What else? I have a highly developed sense of smell, which isn’t always a good thing. Like once my gramma had this guy, Lloyd, who was sort of in love with her, but he was always letting little silent, sneaky farts. He thought no one knew, but I could smell him clear in the next room. I told my gram about it, and then it got so every time I caught his scent I’d get the giggles. Which would get Grams started. Poor Lloyd. He didn’t last long at our house. He ended up marrying some woman he met in a bar. She was a chain-smoker, which was probably to Lloyd’s advantage because she’d smoked away her sense of smell. But I suppose knowing about Lloyd is sort of like knowing about having mumps in the third grade—not too important.

  Here’s another thing that’s way important, though, because it made me think seriously about my life. You don’t know me unless you know my gram and I discovered a newborn baby, about two hours old, under a bush, up in the foothills. That totally changed the way I thought about certain things.

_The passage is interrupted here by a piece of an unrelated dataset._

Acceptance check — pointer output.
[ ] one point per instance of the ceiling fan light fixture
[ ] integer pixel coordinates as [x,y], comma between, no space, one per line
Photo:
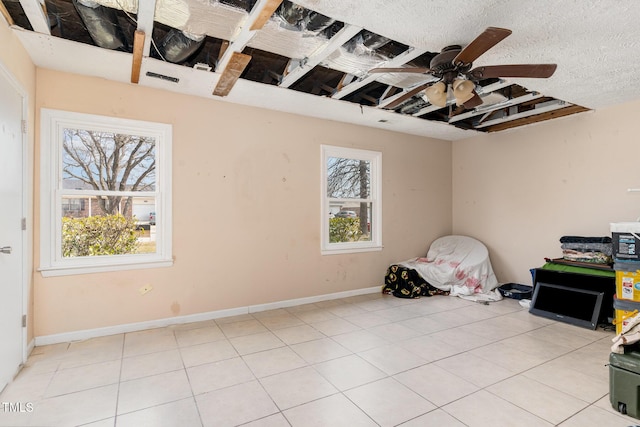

  The timer goes off and it’s as if I’m roused from a deep dream. At first I can’t get my mind off that baby, all sticky and covered with dirt, a long, bloody cord, thick as a rope, still attached to its belly.

  “What’s something we can’t know you without, Zack?” Harper asks.

  “You can’t know me without you know I have the mind of Einstein and the body of Hercules.”

  “Mmmmmm,” Harper says, looking unimpressed.

  “Conrad?”

  “I have six older brothers.”

  “Yes . . .I can see that such a family dynamic would definitely be a major factor in one’s life,” Harper says.

  “Lauren?”

  I glance at the spokes of my circle. I’m embarrassed to talk about how much I love Tyler. And the business with my mother, the dead druggie? That’s kind of private. My good friends know, like Tyler and Amber, but it’s not exactly the kind of thing I want to announce to a whole classroom. And everybody knows about the baby discovery ’cause it was front page news in the Hamilton Daily Times for weeks.

  My face is growing hotter and hotter as everyone sits waiting for me to answer Mr. Harper’s question. I scan my paper one more time.

  “I’m a Virgo?” I manage to squeak out.

  Everyone laughs, or groans, except Kelsey.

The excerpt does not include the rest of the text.